GV Art & Mind Symposium 13: Marius Kwint

A film of this presentation is available at http://vimeo.com/68641982

A full report by Ruth Garde can be found at http://www.wildculture.com/article/descartes-circus-views-brute-creation-performance/937

Descartes goes to the Circus: Views of the Brute Creation in Performance, c. 1750-1850.   13 November 2012

Dr Marius Kwint

http://www.port.ac.uk/departments/academic/adm/staff/title,82848,en.html

Marius Kwint is Senior Lecturer in Visual Culture, School of Art, Design and Media, University of Portsmouth

Marius Kwint joined the University of Portsmouth in 2008. He graduated in the new interdisciplinary Cultural History degree at Aberdeen University in 1988, before taking his doctorate in History at Oxford University.

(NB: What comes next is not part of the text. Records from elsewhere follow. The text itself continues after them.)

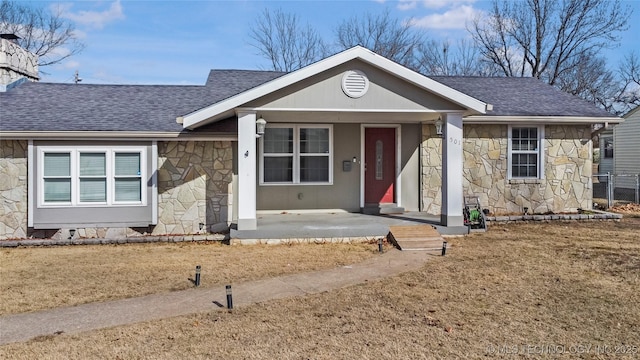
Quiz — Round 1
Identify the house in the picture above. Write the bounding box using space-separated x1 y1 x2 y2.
0 38 620 238
613 106 640 191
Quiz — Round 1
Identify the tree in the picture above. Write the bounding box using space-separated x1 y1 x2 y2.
419 39 494 76
0 0 84 66
249 9 327 72
335 10 426 70
556 52 620 113
618 51 640 113
469 0 631 85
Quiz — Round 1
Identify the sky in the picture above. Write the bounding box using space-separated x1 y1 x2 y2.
22 0 640 85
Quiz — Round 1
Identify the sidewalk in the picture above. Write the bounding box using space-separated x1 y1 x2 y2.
0 249 434 345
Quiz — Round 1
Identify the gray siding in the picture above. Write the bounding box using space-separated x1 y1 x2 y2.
598 133 619 176
400 124 422 211
613 108 640 189
33 141 152 229
256 124 360 211
247 60 463 111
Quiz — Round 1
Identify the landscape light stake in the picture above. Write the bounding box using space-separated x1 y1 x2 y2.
225 285 233 310
194 265 202 287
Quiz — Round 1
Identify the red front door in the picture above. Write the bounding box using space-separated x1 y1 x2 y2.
364 128 396 204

His previous lecturing posts have been at Southampton Institute (now Solent) and Oxford Universities, and he has held research fellowships at the Houghton Library, Harvard University and at the Royal College of Art and Victoria and Albert Museum, London.

In this talk Marius considers how performances of trained humans and other animals during the period were framed first in terms of Enlightenment rationalism, and later to furnish Romantic spectacles of sublime and untamed nature. This form of popular entertainment, which had its modern origins in eighteenth-century London, both reflected scientific trends, and was credited to a surprising degree with helping to change prevailing attitudes towards animals.